The Mechanism of Bacterial Cu+-ATPases. Distinct Efflux Rates Adapted to Different Function

Abstract

Chemistry and Biochemistry Department, Worcester Polytechnic Institute, Worcester, MA, USA Copper plays important physiological roles as a protein co-factor. In bacteria, cytoplasmic copper homeostasis is controlled by P1B-1-type Cu+-ATPases. These highly homologous transporters share a common structure and the classical Albers-Post (E1/E2) mechanism. It is accepted that most of these enzymes drive cytoplasmic metal efflux and consequently confer Cu+ tolerance. Other members of this subfamily appear required for cuproprotein assembly. Early studies using gene deletion, phenotypical characterization and functional complementation, have suggested that these are in fact Cu+ importers.
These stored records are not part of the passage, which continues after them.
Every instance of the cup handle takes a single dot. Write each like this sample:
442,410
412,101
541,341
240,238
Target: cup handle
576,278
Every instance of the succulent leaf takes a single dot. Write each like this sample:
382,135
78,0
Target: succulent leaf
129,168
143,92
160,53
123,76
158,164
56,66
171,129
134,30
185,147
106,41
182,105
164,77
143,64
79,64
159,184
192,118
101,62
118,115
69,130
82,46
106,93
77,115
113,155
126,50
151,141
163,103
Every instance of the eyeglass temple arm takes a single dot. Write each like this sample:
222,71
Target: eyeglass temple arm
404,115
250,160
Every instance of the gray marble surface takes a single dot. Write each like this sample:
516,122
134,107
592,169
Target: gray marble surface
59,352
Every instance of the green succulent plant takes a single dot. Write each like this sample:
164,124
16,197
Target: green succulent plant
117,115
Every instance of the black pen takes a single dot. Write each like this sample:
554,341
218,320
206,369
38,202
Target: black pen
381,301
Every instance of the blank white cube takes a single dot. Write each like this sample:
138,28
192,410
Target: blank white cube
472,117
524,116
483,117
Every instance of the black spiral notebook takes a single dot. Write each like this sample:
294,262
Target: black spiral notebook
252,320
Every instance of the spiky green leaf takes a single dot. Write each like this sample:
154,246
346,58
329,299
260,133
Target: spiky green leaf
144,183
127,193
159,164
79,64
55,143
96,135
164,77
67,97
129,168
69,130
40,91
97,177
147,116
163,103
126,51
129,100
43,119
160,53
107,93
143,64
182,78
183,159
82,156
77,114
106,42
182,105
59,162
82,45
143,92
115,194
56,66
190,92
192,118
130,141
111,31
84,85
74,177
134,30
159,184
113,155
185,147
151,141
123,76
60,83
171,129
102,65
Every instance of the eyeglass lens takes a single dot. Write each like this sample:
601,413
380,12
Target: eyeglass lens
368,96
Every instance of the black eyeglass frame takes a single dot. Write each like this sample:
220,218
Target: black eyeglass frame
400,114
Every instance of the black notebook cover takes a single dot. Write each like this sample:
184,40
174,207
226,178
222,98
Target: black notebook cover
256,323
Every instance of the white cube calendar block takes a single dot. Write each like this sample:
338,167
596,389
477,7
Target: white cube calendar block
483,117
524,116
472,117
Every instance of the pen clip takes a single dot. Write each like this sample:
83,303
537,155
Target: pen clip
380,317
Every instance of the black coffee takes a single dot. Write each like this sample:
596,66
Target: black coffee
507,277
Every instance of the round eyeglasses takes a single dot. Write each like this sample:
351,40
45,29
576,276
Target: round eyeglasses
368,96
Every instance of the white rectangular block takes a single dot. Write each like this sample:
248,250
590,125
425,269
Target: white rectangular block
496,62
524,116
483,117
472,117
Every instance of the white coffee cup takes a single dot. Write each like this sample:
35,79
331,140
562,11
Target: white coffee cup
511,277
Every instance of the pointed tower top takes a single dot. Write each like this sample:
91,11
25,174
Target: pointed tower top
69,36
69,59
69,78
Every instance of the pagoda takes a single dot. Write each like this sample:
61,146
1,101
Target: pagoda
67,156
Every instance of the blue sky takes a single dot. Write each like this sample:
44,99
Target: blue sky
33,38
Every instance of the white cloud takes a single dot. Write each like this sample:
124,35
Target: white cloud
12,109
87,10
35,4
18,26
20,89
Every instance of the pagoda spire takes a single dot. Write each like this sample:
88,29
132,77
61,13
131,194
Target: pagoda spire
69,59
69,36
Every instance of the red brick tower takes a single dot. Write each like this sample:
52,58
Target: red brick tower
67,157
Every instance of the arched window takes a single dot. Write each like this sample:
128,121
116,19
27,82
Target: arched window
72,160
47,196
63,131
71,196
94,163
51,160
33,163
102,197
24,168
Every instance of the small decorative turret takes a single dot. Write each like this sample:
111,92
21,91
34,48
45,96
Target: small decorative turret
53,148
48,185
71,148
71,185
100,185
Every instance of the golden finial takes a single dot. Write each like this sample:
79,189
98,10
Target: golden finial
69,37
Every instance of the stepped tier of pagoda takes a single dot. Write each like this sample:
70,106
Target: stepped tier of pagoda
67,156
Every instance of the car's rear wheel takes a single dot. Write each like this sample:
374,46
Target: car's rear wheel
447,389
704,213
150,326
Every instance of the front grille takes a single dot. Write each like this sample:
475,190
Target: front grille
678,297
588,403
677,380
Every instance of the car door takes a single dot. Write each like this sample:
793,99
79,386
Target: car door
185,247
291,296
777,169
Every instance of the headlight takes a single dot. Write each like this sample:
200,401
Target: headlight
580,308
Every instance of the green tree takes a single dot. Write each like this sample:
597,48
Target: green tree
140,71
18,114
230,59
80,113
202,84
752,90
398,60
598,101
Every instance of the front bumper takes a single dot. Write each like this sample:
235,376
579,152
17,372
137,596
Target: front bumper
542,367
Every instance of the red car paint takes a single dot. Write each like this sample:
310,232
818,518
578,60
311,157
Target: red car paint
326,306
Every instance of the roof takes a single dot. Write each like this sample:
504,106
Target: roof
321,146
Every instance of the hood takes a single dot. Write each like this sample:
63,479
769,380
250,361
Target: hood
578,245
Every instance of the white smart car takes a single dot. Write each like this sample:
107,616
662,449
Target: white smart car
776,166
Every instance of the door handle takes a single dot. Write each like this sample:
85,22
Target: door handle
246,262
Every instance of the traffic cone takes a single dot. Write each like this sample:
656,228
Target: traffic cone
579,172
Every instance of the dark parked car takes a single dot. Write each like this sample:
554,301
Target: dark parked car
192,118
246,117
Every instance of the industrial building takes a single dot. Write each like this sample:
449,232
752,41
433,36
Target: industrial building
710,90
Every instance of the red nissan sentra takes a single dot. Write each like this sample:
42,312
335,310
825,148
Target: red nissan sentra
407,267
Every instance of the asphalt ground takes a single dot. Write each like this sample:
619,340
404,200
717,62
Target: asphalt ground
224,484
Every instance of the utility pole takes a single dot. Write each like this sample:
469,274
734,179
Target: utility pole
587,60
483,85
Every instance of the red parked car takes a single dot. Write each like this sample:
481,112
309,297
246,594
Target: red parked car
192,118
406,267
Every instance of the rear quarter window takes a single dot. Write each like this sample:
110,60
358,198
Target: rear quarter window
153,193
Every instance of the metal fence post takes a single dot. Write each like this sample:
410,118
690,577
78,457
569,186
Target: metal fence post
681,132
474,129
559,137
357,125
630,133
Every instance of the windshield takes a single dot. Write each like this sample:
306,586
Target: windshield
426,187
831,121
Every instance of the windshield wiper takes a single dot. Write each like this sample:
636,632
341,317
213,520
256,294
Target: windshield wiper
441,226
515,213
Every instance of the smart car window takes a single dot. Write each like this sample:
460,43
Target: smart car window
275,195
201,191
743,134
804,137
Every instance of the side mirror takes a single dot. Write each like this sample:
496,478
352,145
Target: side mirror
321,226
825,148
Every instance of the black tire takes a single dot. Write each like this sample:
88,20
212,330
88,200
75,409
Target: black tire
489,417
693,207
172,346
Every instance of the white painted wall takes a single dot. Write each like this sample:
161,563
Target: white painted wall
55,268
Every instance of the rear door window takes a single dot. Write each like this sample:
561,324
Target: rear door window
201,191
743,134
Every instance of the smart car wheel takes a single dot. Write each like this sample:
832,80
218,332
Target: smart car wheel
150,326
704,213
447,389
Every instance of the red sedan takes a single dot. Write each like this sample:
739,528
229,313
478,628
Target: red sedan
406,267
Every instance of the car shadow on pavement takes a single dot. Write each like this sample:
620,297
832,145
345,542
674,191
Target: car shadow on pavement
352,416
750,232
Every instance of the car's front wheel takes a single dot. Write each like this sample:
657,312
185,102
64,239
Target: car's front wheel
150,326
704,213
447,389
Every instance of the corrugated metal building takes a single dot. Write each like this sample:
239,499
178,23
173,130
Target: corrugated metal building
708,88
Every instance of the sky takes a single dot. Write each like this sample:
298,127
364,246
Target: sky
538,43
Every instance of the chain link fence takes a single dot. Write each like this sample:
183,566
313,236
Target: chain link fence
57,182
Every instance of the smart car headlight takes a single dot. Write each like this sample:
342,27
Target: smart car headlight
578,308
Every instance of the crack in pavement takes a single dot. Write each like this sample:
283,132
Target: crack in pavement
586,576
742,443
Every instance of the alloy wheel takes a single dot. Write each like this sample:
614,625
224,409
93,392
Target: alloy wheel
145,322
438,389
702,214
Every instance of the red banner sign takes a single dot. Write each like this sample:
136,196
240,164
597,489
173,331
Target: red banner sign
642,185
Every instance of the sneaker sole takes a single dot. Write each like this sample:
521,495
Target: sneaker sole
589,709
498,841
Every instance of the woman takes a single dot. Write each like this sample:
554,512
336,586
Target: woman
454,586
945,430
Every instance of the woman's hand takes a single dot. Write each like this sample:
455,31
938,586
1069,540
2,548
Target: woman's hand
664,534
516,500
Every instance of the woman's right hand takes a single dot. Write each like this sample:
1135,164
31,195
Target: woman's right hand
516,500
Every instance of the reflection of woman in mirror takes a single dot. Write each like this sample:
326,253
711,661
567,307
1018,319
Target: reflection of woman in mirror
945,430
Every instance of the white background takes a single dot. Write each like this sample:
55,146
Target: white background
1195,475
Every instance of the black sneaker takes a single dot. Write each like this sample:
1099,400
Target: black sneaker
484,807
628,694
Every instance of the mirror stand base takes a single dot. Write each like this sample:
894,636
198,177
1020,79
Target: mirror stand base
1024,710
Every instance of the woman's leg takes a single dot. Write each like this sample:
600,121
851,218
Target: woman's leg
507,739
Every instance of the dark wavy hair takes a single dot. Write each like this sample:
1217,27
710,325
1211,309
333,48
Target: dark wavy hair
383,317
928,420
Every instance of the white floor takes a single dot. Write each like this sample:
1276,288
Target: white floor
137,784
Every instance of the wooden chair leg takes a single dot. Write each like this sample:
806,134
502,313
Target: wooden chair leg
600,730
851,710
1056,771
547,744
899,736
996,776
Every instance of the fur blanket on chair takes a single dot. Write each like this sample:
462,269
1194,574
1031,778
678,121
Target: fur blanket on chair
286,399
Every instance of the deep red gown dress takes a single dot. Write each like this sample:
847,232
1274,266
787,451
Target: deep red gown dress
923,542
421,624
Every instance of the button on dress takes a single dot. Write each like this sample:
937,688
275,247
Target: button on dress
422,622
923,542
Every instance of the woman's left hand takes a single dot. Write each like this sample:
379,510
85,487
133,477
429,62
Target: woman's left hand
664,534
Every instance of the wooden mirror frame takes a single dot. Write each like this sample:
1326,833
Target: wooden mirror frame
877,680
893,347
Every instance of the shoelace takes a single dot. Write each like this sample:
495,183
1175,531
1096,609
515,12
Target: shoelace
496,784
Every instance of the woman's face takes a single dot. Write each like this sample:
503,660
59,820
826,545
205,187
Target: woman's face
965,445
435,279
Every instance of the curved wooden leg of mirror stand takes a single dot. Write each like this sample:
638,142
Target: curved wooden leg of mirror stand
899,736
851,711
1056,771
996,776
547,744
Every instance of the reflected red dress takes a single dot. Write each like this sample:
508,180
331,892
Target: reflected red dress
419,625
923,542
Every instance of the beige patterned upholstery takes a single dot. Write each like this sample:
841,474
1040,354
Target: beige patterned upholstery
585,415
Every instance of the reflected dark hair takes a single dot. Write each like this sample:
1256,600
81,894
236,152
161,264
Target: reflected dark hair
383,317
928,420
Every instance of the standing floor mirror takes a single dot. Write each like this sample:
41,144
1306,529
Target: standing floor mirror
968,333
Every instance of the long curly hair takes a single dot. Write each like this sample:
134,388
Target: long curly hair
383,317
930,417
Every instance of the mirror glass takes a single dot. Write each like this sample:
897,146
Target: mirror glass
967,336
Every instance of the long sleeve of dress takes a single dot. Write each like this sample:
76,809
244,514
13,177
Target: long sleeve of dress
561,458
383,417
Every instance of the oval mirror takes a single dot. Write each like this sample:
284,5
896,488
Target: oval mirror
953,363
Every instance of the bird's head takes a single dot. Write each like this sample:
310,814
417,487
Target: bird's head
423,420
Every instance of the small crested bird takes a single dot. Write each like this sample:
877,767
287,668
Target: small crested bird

To explain this phenotypical observation within the mechanistic constrains of the transport cycle of P-type ATPases, we have studied the Cu+ transport by three proposed Cu+ importers: P. aeruginosa CopA2, E. hirae CopA and Synechocystis PCC6803 CtaA. These were expressed in an E. coli strain lacking its endogenous Cu+-ATPase (DC194), functional complementation was tested, and 64Cu+ transport into everted vesicles measured. These experiments show that all Cu+- ATPases drive Cu+ efflux although with quite different kinetics. ATPases involved in cuproprotein assembly have much slower transport rates and high apparent metal affinities. These characteristics explain phenotypes observed upon mutation of the coding genes.